Dans une première réédition du XVIIIe, ces « récréations » avaient été attribuées au poète Guillaume des Autels, mais l’éditeur de 1862 sur laquelle nous nous basons ici venait contredire ce fait. L’ouvrage se situe, en effet, dans la filiation de l’école marotique et certaines de ses pièces ne peuvent même appartenir qu’à Clément MAROT, Mellin SAINT-GELAIS et encore d’autres auteurs qui s’inscrivaient sous l’influence du poète originaire de Cahors pour exercer leur verve et leur esprit.

Il y a, dans ce petit manuel qui a traversé presque cinq siècles, quelques pièces sérieuses qui flirtent avec l’amour courtois, mais il contient surtout d’autres épigrammes largement plus grivois et osés. Au bout du compte, on y trouve bien plus de gauloiseries que dans la fleur de poésie françoyse, même si l’ouvrage reprend quelques pièces qui s’y trouvaient présentes, ainsi que d’autres poésies en provenance d’autres « carnets » de poésie du même type et qui datent tous du XVIe siècle.  Comme sa courte préface en vers l’indique, cette récréation et passetemps des tristes a pour thème de prédilection les choses de l’amour. Les « dames » y sont visées par endroits avec un humour souvent plus potache que satirique, mais elles ne sont  pas les seules dans la ligne de mire. Maris et amants, bon ou mauvais, y passent aussi et d’autres sujets y sont abordés. On trouve encore quelques jolies perles poétiques « inclassables ».

deco_frise

Du loquet de l’huis de s’amie

« N’a pas longtemps fut faite une dispute
Sur instrumens, et faict de la musique.
Les uns loüoyent le hautbois ou la fluste,
D’autres le luth, comme chose angéliques :
Lors un d’entr’eux, le moins mélancolique
Leur dit : Messieurs, voulez-vous que je die,
Quel instrument a plus de mélodie,
C’est à mon gré, le loquet d’une porte :
Car quand il faut que la mignonne sorte
De bon matin, ferme l’huis doucement :
L’oyant sortir, le mignon se conforte
Est-il au monde un plus doux instrument ? »
La récréation et passetemps des tristes

deco_frise

Si l’on devait y mettre un peu de subjectivité, (pour ce que cela vaut, c’est à dire pas grand chose), nous pourrions avancer que toutes les poésies que l’on trouve dans cette Récréation et Passetemps des Tristes n’ont pas l’élégance, ni la grâce de la poésie d’un MAROT, même si elles tentent d’en emprunter les formes.
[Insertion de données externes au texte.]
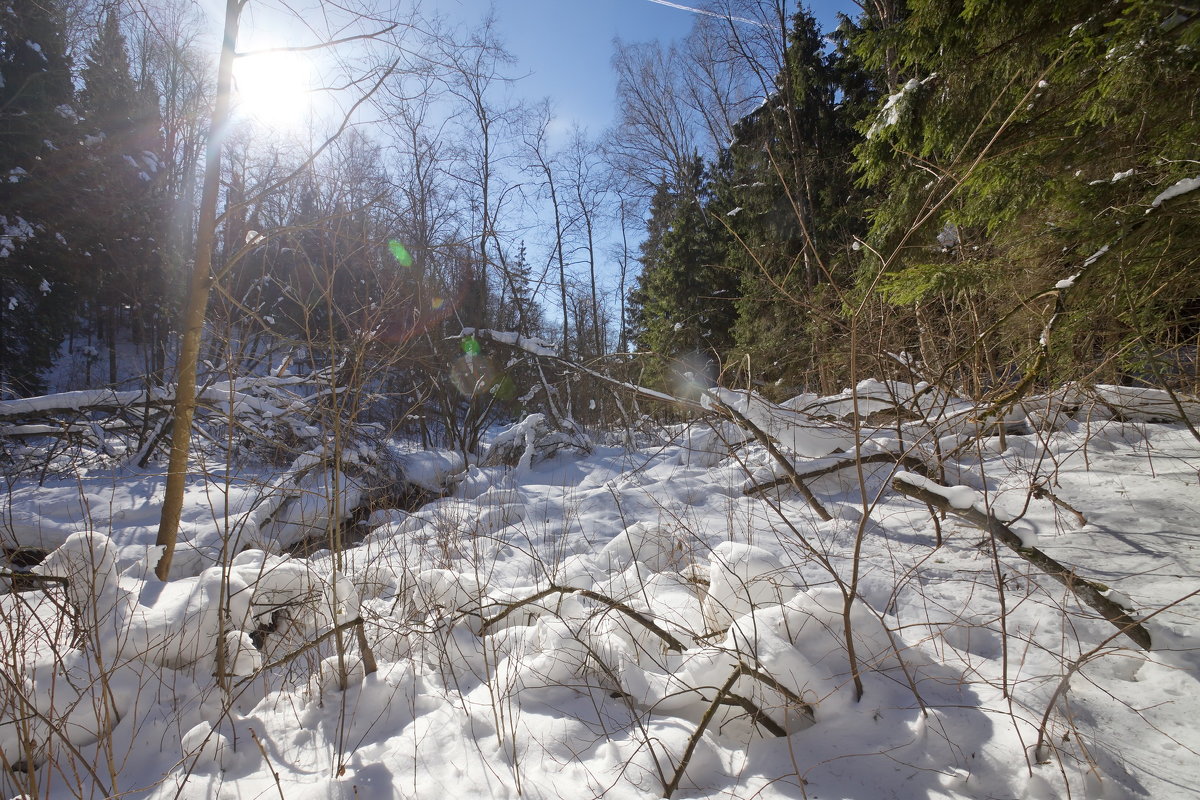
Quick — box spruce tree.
[630,157,737,391]
[713,11,869,389]
[79,11,166,380]
[0,0,78,395]
[857,0,1200,388]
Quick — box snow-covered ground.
[0,384,1200,800]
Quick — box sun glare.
[233,52,313,131]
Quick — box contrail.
[650,0,763,28]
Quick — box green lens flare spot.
[388,239,413,266]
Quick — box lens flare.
[388,239,413,266]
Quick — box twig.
[742,452,929,495]
[479,585,688,652]
[701,389,833,522]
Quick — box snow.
[1150,175,1200,209]
[0,383,1200,800]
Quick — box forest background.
[0,0,1200,429]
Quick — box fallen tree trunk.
[892,475,1152,651]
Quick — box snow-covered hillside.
[0,381,1200,800]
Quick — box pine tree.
[713,11,870,387]
[856,0,1200,388]
[0,0,78,395]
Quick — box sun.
[233,52,313,131]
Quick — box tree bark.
[155,0,246,581]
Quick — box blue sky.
[441,0,858,136]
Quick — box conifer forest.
[0,0,1200,800]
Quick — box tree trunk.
[155,0,245,581]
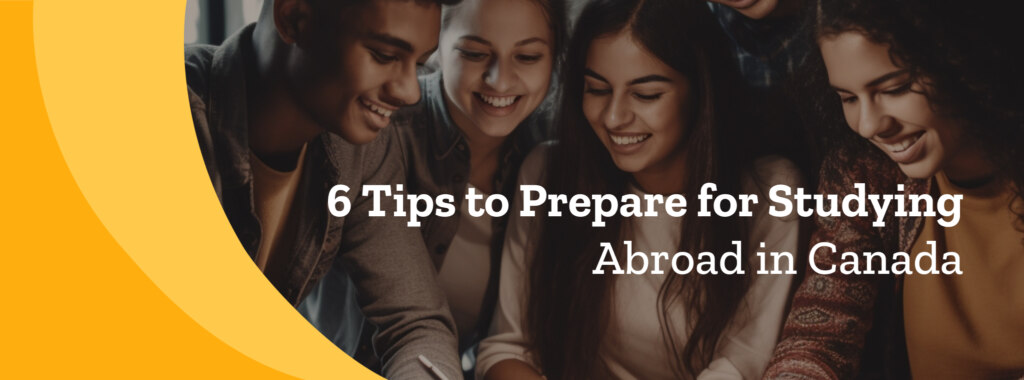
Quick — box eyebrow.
[367,33,413,52]
[829,69,907,93]
[459,35,490,46]
[583,69,608,83]
[459,35,548,47]
[628,74,672,86]
[515,37,548,46]
[583,69,672,86]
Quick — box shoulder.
[818,143,908,194]
[185,44,217,96]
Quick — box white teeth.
[360,99,393,118]
[882,134,921,153]
[480,93,517,109]
[608,134,650,145]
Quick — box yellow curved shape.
[33,1,377,378]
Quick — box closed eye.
[838,92,857,104]
[882,82,912,95]
[515,54,544,64]
[633,92,665,101]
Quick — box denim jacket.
[185,25,461,379]
[302,72,552,371]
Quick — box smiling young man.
[185,0,461,379]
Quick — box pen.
[420,354,449,380]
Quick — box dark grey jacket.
[300,72,552,370]
[185,25,461,379]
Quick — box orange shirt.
[903,173,1024,379]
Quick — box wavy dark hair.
[808,0,1024,224]
[524,0,753,379]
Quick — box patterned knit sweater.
[764,145,932,379]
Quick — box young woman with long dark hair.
[302,0,566,373]
[477,0,800,379]
[767,0,1024,379]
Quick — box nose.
[382,65,420,107]
[483,58,515,93]
[856,98,899,138]
[601,95,633,129]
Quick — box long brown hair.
[524,0,753,379]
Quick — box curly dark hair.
[805,0,1024,228]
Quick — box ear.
[273,0,311,44]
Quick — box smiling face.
[819,32,966,178]
[583,31,692,183]
[440,0,553,138]
[288,0,440,143]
A n’en pas douter, il y a ici, certains émules moins talentueux que lui, qui s’essayent à son genre ce qui, cela s’entend, ne diminue pas pour autant l’intérêt de l’ouvrage pour qui s’interroge sur l’Histoire de la langue française et de sa poésie, mais encore de son humour.litterature_poesie_ancienne_clement_marot_fin_moyen_age_renaissance_passetemps_recreation_triste_ouvrage_ancien_XVIe_gauloiserie_grivoiserie

Ajoutons encore que la deuxième édition de 1595, qui sert de base au livre présenté ici, a  été censurée de certaines pièces dont les moines et l’Eglise faisaient les frais et dont l’imprimeur de 1862 nous indique dans sa préface, de manière toute directe,  « qu’elles sentaient l’hérésie ». La satire s’y trouve donc quelque peu patinée. De fait les grivoiseries, même si on ne peut résumer uniquement l’ouvrage à cela non plus, y prennent largement le pas.

deco_frise

A une glorieuse tenant sa gravité par trop grande

« Vous estes belle en bonne foy
Ceux qui dient que non, sont bestes,
Vous estes riche, je le voy,
Qu’est-il besoin d’en faire enquestes?
Vous estes bien des plus honnestes,
Et qui le nie est bien rebelle :
Mais quand vous vous loüez, vous n’estes,
Honneste, ne riche, ne belle. »
La  récréation et passetemps des tristes

deco_frise

Du point de vue du contexte historique, au moment de l’impression de cet ouvrage, les temps sont déjà ceux de la pléiade et de ses poètes qui, dans une ambition tout académique, chercheront à élever la langue française tout autant qu’à l’enrichir. Soucieux de trancher d’avec la poésie médiévale, leurs recherches et leur ambition déclarée se tiendront alors bien loin des formes de cette poésie marotique légère et de sa frivolité. Avec la réédition 1595 de l’original de 1575, Nous sommes déjà près d’un demi-siècle après la mort de MAROT. Son oeuvre sera bientôt reléguée aux archives et il faudra pratiquement attendre le XVIIIe siècle pour qu’il soit redécouvert.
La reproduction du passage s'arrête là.